The risk tone remains negative today, as losses at the open roughly around 1.5–2% in the main US, Mexico, and Canadian indices extend yesterday’s downtrend on risk-off trading. Note that the S&P 500 has today erased all gains made since the US election, a development that may catch Trump’s eye in gauging the negative impact of his tariffs. US yields were driving marginally higher in Asia hours before trading lower since around the European open to now sit about 6/7bps lower in 2s and 2bps in 10s (in contrast to yesterday’s bull flattening that had a more haven-driven feel to it) with similar moves seen in EGBs though gilts are more evenly bid about 5bps across the curve. Early dealing has Mexican debt trading cheaper across the curve with a steepening bias, though 1–2bps yield increases in the front-end and 2–3bps rises in the 10yr space are relatively limited.

It is a very quiet day ahead as far as on-calendar risks are concerned both for Latam and for the G10 with no key data on tap, but with markets liable to remain volatile on the flood of headlines regarding trade relations with the US. Trump also addresses Congress tonight, when he will likely take a victory lap for his disruptive tariffs and perhaps announce major geopolitical moves (NATO exit?). For now, markets dislike the tariffs decision, but they also seem to believe (based on bad but relatively contained losses) that these may be watered down or removed in coming weeks/months (partly based on Trump precedent). We’re less optimistic, however, as the US has not presented a clear measure of “success” in tackling drug and immigrant flows by Canada and Mexico, and Trump has (so far) paid little to no attention to the negative reaction in markets or complaints by US business leaders; it may take plummeting approval ratings or steep increases in inflation to push him to reassess his damaging trade policies.

—Juan Manuel Herrera

 

PERU: HEADLINE AND CORE INFLATION CONTINUE TO DECLINE IN FEBRUARY

Monthly inflation was positive in February, however, due to a stronger base effect, annual inflation continued to decrease. We maintain our 2.3% scenario for general inflation in 2025 and 4.50% for the terminal reference rate (chart 1).

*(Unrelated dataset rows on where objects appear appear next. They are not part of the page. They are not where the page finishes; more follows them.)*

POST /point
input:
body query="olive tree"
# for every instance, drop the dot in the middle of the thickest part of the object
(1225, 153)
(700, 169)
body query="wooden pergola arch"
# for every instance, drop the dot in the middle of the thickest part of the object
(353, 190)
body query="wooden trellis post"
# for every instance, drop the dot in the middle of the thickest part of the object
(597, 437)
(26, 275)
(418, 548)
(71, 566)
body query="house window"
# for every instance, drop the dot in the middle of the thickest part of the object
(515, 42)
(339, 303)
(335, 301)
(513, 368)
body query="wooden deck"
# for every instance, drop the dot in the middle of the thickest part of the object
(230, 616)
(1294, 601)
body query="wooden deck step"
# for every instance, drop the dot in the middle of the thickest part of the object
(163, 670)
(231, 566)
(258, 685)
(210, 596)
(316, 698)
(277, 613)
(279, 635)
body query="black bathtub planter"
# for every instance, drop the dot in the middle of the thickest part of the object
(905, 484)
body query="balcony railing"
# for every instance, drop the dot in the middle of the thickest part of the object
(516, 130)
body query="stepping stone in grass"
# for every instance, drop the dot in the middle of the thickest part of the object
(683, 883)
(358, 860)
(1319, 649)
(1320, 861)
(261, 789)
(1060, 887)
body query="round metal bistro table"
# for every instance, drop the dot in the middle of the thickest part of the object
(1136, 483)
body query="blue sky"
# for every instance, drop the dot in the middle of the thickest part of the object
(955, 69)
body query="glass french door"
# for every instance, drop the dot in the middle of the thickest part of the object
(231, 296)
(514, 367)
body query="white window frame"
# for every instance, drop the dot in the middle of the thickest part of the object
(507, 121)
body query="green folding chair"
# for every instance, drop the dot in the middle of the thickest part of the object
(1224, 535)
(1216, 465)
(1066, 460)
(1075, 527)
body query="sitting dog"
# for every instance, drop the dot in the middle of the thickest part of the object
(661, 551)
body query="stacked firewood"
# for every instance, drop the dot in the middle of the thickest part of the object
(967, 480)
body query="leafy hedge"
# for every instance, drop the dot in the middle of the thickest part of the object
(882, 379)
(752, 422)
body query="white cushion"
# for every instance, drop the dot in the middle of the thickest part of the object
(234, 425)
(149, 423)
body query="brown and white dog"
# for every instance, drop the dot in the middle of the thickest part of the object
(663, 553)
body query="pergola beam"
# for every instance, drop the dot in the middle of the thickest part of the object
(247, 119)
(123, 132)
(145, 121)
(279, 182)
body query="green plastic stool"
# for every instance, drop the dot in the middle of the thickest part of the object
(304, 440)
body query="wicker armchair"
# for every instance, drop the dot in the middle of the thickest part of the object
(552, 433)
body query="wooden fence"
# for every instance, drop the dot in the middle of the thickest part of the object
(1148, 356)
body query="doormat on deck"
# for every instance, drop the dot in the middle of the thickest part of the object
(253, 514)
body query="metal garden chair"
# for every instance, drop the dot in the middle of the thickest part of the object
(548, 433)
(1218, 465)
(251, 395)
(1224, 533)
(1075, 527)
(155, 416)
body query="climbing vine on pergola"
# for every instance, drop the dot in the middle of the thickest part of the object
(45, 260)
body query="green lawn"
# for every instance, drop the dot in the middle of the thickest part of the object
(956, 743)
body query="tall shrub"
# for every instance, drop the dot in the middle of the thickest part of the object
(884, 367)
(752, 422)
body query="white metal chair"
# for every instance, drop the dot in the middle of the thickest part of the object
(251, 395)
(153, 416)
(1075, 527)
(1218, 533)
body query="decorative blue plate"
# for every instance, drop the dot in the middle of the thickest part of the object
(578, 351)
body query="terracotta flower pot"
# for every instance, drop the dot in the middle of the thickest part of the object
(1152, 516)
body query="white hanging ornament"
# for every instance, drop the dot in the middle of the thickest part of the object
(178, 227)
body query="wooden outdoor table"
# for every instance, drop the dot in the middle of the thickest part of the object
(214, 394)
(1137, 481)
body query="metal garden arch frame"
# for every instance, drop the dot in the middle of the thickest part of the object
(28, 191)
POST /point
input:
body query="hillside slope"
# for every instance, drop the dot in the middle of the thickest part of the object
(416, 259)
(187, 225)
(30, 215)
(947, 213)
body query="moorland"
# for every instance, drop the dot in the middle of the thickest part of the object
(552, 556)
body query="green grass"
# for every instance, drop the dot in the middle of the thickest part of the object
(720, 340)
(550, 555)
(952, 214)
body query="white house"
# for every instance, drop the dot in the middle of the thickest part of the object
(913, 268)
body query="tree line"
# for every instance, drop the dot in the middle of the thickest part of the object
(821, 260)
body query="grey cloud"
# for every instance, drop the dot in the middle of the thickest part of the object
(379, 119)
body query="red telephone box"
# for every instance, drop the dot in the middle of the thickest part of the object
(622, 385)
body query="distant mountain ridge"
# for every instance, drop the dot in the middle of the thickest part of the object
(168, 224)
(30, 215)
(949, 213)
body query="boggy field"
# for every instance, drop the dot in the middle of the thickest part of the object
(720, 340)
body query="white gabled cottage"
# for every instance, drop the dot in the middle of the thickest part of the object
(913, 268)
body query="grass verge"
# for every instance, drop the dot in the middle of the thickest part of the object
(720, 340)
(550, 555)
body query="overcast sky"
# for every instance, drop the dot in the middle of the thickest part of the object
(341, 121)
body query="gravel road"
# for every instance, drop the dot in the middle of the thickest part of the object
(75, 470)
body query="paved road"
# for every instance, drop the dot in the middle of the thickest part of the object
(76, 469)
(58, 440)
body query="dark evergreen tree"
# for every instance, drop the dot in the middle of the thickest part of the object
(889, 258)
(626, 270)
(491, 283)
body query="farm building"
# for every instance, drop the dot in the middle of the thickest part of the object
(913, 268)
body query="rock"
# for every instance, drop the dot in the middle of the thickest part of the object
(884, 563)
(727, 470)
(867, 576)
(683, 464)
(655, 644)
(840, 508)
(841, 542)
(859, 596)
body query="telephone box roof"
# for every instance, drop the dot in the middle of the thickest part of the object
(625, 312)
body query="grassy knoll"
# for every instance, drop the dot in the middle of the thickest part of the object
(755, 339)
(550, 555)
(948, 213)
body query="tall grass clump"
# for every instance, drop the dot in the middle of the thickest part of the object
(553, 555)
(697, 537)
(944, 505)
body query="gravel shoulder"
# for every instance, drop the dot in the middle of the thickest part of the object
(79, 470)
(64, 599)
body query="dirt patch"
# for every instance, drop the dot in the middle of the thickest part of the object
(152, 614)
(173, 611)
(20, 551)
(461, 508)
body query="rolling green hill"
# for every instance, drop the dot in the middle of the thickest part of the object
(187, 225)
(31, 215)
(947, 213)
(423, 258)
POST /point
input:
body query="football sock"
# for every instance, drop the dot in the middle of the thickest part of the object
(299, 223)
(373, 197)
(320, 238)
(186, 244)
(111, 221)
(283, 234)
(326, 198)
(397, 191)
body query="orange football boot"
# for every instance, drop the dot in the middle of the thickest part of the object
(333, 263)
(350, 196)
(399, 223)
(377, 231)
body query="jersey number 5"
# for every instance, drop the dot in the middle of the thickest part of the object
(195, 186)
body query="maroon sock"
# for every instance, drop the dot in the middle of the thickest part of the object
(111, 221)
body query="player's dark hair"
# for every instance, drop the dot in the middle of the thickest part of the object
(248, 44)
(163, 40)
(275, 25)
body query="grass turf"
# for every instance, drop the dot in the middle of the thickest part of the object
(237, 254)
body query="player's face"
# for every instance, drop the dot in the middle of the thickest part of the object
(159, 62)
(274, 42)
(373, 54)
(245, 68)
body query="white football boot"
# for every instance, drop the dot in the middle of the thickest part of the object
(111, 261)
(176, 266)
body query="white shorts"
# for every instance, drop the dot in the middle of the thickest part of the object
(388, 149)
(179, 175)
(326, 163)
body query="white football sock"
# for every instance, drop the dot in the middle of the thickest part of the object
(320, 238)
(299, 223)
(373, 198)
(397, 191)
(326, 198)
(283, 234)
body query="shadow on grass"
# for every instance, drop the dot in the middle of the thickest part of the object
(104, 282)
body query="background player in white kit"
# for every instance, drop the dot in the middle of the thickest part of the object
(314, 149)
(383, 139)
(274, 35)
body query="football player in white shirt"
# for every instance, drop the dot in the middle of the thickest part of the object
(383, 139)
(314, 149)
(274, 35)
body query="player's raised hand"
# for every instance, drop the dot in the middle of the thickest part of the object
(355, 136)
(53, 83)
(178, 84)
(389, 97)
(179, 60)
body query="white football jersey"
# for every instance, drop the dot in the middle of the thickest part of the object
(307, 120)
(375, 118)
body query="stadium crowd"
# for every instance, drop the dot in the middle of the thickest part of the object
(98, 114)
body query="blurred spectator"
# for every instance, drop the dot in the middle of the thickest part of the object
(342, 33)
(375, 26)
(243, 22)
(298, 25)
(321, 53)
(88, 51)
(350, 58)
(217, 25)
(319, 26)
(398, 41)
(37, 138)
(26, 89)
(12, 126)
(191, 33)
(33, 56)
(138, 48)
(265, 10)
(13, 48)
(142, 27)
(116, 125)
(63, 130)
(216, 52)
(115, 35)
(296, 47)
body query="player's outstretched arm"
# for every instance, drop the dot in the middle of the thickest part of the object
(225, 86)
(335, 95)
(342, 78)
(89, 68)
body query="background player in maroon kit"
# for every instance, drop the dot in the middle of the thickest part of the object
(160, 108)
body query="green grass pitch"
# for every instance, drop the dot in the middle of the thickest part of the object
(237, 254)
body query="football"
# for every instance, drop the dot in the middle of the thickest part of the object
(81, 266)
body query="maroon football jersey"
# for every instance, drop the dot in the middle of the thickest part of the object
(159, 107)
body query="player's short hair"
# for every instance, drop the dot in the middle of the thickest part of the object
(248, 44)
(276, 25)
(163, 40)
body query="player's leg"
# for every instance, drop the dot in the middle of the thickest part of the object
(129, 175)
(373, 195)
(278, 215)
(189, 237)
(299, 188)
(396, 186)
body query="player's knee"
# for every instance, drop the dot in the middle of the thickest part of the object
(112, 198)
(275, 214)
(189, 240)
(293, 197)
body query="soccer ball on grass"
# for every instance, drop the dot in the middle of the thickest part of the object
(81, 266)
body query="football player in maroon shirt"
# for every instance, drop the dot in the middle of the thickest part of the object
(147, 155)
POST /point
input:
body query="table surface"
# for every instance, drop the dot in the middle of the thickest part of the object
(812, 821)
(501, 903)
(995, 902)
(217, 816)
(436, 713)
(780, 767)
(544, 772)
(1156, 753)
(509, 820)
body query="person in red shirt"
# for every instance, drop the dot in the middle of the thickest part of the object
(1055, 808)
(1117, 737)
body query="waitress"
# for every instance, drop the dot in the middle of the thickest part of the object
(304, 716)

Chart 1: Peru: Inflation & Reference Rate

Headline inflation stood at +0.19% monthly in February, in line with the +0.2% expected by the Bloomberg market consensus but below that recorded in the same month of 2024 (+0.56%) and the historical average of the last 20 years (+0.27%). With this, annual inflation slowed from 1.9% in January to 1.5% in February, continuing below the midpoint of the Central Reserve Bank’s (BCR) target range (chart 2). 

Chart 2: Peru: Monthly Inflation Rate

The increase in general inflation during the month is explained by higher prices in the restaurants and hotels category (+0.39%) mainly due to higher prices on the menu in restaurants, food and non-alcoholic beverages (+0.19%) and education (+0.37%)—although the school season begins in March, price movements have already been observed since February.

Core inflation, the trend component that excludes food and energy, also increased by 0.19% in February, close to the historical average of the last 20 years (+0.17%) but below that recorded in the same month of 2024 (0.51%). In year-on-year terms, it decreased from 2.4% in January to 2.1% in February.

The base effect is expected to persist in March, with annual general inflation falling to 1.2% or 1.3%, before beginning to rise in the following months. Inflation would remain below the midpoint of the target range (2.0%) until Q3-25 and would continue to increase to 2.3% towards the end of the year due to a base effect.

Regarding the BCRP reference rate, we anticipate a final 25bps cut, bringing the terminal rate to 4.50%. We expect this final cut to take place in either March or April, with a higher probability assigned to March, given the low levels of inflation, an exchange rate below S/3.70 and good dynamics in economic activity, in addition to maintaining the pace of cuts that has been taking place since September 2024.